Ma il rito della partita in piazza, tra auto che continuavano a girare intorno al cordone dei tifosi e persone che correvano a messa dopo aver sbirciato un pò troppo le azioni spettacolari offerte dagli atleti, segnò in maniera indelebile sia il futuro “roseo” della Pallamano e di tutto il movimento creatosi nei successivi 50 anni, che di Piazza Carmine. Un luogo che viene ricordato per quanto offrì 50 anni fa e per quanto ha offerto, tristemente, dopo quella straordinaria parentesi di partecipazione: una specie di cimitero delle auto parcheggiate più o meno ordinatamente su buche tanto profonde quanto riempite di bitume. Un luogo inguardabile. Un “non luogo”.
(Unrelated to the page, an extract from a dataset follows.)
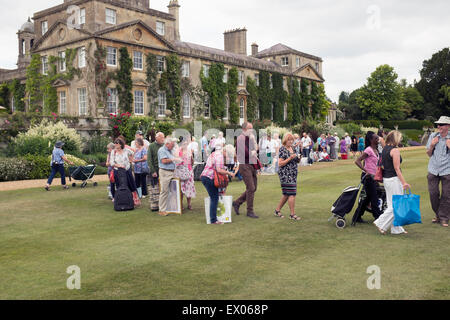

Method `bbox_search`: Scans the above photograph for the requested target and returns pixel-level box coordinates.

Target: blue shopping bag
[392,190,422,227]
La squadra dell’ACR con i dirigenti Mimì Roscino, Tarcisio Longobardi, Vito Intartaglia e Cristoforo Liuzzi (sponsor) e Ninì D’Aloia

Piazza Carmine oggi è un cantiere. L’impresa che sta eseguendo i lavori dovrà consegnarlo alla comunità tra sei mesi/otto mesi, possibilmente con le caratteristiche di luogo di incontro e socializzazione di persone in carne ed ossa. E doverosamente con gli stessi alberi a contornare un perimetro di un’area da riconquistare all’uso e fruizione pubblica.
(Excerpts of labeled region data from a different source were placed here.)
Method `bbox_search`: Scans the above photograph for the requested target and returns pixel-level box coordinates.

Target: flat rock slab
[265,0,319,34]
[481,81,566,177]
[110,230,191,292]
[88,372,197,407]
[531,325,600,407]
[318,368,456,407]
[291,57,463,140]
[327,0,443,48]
Il capitano Pino Fanelli in una immagine diventata iconica

Gli atleti-amici che non avrebbero mai immaginato 50 anni fa di essere i pionieri di quella che è diventata una delle più belle favole della città (la pratica dello sport chiamato Pallamano), non avrebbero mai potuto nemmeno immaginare che quel campo di gioco “improvvisato” si trasformasse nel luogo più congeniale per socializzare e condividere una passione. Anche per le gesta di atleti-amici che, incuranti della natura del “terreno di gioco”, si elevavano fino al cielo (almeno così ci sembrava) per sfondare la porta avversaria.
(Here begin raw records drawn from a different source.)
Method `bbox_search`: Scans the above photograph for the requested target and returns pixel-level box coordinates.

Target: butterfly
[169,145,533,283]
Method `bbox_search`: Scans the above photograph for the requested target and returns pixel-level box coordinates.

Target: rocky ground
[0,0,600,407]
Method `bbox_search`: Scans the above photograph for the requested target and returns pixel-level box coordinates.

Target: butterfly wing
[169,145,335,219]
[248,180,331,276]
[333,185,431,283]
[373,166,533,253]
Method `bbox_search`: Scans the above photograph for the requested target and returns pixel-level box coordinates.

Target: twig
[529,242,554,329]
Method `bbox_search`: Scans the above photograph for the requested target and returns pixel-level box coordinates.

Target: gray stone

La riqualificazione di Piazza Carmine, più correttamente Piazza A. Moro, dovrà prevedere un riconoscimento ufficiale a tutto il movimento della Pallamano, a quei pionieri (come non ricordare Gino Laruccia o il compianto Raffaele Corcione o, ancora, tutti coloro che fondarono l’altra compagine conversanese dell’ACR?) che “inconsapevolmente” dettero vita ad una favola e alla liberazione, se pur per qualche ora, di quella piazza da auto e ingorghi?
Ogni trasformazione urbanistica determina cambi di abitudini della comunità. In questi cambi, però, riconoscere la funzione di quello sport e di quegli amici-atleti è un dovere della comunità.

Troviamo il modo e la maniera per far rimanere indelebile il segno di quei momenti in quella che sarà la nuova piazza. Lo meritano i protagonisti che furono gli atleti ma tutte quelle persone che non fecero mancare il proprio sostegno. La piazza cambierà il suo volto ma la sua storia non va dimenticata.